Rare sightings, with an asterisk

If you were in the San Gabriel Mountains a week ago, that fluttering sound you heard might have been a California condor -- or a gaggle of birders in hot pursuit of a life-list asterisk.

Internet birder chat rooms came alive on March 18 with a report of condors in an accessible spot above Tujunga.

As sightings increased, birders hastily arranged expeditions along Santa Clara Divide Road near L.A. County Fire Camp 9 above Sylmar.

“I wanted to see one living in the wild, and it was really exciting driving there,” said Tom Miko of Claremont.


He sighted a bird wearing a white 39 tag at 200 yards (condors bred in captivity wear tags that label them by letter and number).

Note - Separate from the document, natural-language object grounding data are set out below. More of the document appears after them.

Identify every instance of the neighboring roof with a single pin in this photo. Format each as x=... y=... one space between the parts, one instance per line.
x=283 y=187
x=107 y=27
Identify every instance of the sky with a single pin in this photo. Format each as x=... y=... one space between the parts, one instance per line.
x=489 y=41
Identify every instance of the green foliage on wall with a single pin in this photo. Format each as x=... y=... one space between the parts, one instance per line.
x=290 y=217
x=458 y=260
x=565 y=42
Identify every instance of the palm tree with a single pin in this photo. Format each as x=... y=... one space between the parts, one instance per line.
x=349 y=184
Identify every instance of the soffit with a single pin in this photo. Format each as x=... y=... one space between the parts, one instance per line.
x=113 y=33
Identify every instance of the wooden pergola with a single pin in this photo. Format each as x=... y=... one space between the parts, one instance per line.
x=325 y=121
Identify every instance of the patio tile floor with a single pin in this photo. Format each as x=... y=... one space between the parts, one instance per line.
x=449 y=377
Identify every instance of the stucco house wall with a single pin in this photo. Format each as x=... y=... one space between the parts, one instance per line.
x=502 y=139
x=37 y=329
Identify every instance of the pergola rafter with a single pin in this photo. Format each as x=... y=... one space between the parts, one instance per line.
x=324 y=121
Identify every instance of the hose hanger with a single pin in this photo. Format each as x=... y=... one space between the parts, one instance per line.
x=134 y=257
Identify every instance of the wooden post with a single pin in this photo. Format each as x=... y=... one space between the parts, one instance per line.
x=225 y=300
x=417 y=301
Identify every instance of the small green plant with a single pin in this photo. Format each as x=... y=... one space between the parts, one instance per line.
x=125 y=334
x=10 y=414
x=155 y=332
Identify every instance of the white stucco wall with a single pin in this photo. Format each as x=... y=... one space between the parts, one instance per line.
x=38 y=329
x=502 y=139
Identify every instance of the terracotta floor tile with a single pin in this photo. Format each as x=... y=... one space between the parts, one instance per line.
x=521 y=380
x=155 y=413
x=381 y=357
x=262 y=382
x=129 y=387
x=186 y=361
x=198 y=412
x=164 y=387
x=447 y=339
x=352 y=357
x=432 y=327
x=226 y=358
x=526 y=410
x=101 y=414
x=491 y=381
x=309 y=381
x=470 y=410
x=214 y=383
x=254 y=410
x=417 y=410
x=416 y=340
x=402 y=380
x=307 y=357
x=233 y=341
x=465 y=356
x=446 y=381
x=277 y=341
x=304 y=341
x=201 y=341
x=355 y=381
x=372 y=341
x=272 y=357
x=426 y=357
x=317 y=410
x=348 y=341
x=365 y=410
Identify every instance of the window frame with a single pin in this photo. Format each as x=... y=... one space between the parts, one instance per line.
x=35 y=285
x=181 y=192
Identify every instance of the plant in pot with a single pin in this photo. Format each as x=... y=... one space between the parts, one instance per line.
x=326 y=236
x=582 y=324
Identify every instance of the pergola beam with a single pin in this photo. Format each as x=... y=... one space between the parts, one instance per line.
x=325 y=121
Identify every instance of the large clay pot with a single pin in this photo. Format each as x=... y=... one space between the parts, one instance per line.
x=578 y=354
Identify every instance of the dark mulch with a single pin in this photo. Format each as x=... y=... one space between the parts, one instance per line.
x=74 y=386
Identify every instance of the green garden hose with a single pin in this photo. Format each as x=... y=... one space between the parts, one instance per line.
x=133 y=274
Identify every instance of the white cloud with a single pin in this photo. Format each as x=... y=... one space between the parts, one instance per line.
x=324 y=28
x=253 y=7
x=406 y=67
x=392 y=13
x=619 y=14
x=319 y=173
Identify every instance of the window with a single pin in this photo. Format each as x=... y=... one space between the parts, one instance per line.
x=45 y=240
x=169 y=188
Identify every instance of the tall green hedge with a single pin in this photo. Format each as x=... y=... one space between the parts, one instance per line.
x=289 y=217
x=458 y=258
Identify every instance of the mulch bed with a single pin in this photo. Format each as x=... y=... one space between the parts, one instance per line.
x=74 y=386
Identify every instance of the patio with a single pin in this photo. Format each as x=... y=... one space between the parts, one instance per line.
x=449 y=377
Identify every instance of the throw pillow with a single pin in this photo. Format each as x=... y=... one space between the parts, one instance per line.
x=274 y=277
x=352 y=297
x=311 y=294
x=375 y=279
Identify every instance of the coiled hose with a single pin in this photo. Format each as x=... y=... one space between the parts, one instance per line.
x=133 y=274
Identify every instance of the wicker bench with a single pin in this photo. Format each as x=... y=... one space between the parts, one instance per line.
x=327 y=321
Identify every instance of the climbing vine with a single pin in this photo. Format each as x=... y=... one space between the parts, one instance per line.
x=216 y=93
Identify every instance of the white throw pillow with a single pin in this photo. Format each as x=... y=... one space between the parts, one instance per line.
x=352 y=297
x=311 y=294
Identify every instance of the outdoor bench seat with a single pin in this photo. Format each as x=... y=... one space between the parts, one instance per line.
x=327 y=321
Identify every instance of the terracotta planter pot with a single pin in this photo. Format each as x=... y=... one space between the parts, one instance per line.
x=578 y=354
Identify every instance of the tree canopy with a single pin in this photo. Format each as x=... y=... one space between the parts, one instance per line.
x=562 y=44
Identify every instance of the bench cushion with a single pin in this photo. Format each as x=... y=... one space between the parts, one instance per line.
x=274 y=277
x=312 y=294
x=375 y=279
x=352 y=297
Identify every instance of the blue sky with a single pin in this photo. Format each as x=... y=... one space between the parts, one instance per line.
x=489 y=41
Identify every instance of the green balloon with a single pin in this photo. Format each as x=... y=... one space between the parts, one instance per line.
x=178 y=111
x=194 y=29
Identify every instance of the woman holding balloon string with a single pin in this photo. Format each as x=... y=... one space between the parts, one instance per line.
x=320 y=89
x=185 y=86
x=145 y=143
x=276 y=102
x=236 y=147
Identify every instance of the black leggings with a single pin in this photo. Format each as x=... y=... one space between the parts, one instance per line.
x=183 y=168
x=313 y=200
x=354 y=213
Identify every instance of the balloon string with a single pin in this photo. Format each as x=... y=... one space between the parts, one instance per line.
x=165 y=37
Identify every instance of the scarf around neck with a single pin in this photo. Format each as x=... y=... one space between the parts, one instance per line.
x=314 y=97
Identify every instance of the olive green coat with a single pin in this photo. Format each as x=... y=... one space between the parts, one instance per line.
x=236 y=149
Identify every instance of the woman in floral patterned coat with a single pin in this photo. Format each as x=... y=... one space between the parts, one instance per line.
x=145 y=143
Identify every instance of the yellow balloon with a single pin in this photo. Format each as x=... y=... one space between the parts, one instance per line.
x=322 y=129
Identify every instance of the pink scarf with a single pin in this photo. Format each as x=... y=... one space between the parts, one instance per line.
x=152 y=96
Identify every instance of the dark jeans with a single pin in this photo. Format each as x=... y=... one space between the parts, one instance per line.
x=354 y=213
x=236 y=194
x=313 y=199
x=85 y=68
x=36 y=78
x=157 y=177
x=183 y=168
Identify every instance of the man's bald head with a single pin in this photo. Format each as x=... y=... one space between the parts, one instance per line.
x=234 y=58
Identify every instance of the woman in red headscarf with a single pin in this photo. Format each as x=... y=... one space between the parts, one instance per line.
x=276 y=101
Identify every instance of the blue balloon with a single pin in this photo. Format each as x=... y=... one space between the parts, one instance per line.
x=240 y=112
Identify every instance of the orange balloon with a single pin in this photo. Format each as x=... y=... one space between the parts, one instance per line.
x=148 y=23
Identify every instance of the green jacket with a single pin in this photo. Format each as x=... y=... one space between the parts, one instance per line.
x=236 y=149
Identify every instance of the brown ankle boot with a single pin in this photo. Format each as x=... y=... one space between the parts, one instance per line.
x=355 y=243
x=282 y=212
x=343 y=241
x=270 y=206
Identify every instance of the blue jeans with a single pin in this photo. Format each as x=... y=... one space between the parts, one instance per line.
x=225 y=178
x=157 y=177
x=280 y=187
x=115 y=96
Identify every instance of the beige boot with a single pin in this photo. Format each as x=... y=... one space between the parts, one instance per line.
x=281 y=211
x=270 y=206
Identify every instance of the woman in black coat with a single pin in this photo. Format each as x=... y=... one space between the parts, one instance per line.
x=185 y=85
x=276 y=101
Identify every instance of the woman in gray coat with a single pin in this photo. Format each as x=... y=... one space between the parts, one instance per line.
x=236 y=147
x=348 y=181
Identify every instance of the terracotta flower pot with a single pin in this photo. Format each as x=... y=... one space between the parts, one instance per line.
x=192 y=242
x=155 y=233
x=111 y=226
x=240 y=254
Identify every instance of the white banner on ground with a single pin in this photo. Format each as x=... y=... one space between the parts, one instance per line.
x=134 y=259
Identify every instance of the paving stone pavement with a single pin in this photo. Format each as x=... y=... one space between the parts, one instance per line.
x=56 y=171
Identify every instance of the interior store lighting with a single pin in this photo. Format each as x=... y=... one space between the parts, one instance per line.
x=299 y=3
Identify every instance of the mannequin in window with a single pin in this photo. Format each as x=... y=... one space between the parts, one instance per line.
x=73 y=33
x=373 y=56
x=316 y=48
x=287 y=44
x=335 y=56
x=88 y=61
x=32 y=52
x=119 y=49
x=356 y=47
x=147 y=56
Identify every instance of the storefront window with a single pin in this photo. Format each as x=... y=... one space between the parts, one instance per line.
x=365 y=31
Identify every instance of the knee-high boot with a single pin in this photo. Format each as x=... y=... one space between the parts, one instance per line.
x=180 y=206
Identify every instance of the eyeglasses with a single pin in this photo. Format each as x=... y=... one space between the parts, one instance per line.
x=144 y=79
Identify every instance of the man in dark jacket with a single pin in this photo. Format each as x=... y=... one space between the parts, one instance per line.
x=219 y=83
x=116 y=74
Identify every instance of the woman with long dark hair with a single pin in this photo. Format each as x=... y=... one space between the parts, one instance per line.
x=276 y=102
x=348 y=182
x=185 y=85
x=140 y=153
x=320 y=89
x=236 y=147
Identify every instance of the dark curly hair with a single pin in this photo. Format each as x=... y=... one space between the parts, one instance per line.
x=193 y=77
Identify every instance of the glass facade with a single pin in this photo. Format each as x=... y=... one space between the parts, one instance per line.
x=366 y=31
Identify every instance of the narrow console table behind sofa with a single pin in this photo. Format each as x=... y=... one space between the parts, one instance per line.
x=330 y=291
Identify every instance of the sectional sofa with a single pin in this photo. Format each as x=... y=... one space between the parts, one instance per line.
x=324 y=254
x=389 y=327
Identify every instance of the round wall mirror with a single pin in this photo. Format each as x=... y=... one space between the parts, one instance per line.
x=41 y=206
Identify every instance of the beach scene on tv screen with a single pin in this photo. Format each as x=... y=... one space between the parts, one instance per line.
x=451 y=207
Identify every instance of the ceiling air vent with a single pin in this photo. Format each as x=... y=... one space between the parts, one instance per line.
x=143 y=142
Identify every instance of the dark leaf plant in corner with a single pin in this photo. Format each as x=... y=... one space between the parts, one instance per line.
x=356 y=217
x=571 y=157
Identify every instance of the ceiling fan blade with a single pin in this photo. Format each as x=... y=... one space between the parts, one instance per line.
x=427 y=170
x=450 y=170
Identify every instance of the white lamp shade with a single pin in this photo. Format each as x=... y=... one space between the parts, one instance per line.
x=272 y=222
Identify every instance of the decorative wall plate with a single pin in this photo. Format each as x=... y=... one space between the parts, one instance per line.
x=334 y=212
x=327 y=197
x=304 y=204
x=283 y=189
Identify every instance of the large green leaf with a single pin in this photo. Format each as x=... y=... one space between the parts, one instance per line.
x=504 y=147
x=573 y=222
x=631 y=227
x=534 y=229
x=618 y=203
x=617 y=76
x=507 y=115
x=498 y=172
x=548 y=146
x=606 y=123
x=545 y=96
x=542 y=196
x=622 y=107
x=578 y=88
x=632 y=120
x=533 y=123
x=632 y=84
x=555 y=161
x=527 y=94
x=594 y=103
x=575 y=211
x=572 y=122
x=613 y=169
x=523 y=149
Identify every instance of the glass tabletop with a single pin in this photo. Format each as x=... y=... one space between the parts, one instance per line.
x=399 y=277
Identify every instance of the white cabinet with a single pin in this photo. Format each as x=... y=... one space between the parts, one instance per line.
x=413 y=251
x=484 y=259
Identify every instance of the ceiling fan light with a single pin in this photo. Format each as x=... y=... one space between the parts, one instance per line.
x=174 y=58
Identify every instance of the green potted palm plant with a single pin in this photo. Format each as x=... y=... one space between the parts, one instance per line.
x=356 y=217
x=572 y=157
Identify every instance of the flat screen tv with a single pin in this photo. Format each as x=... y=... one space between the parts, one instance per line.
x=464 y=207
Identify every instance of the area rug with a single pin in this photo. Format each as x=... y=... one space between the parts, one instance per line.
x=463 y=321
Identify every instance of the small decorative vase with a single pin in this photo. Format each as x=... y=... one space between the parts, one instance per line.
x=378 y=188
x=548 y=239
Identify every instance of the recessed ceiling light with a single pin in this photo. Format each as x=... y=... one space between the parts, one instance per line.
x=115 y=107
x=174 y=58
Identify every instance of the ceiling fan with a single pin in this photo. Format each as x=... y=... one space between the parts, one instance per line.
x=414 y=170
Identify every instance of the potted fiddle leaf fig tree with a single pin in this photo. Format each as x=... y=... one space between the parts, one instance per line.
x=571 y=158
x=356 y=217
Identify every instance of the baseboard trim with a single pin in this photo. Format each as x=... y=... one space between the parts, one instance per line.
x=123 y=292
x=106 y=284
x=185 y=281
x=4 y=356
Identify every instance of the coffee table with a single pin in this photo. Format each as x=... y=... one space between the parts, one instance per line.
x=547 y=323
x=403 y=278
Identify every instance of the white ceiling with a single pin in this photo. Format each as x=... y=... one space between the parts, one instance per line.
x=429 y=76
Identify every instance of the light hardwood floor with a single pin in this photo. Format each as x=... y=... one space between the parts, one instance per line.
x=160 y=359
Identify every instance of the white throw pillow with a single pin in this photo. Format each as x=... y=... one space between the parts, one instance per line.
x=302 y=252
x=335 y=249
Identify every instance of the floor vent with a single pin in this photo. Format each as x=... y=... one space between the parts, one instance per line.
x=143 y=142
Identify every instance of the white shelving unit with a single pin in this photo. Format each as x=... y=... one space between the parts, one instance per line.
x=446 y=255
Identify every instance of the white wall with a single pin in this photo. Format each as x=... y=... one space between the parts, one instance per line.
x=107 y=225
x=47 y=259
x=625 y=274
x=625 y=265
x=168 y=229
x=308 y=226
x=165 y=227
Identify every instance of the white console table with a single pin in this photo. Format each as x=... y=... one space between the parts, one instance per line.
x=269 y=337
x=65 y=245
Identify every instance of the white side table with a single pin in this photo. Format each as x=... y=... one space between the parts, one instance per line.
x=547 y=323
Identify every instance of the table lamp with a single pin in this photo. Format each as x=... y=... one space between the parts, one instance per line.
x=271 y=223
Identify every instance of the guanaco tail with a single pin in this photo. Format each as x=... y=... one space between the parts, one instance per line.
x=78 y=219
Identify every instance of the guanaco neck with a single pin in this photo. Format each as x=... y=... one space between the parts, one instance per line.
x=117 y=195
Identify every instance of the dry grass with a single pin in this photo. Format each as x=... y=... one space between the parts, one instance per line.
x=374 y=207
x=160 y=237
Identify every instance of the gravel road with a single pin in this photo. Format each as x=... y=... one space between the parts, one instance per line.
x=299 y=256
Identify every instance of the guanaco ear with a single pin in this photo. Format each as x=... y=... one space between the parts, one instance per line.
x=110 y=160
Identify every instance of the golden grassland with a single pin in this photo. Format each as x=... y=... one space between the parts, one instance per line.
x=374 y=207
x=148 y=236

Groups of younger, more adventurous birds have been occasionally straying from their usual Ventura County environs to the San Gabriel Mountains, said Jesse Grantham, biologist for the U.S. Fish and Wildlife Service.

The birds are typically 1 to 3 years old, and not in breeding pairs, said, he said.

“Sometimes, six or eight birds will go over there, hang out and roost in some trees,” Grantham said.


All this excitement, veteran bird-watchers noted, came despite the fact the condors involved were not born in the wild, which disqualifies them from inclusion on a birder’s life list.

The California condor, the continent’s largest native bird, has a 10-foot wingspan and can soar for miles.

Reports of sightings have dwindled since the flurry around March 21.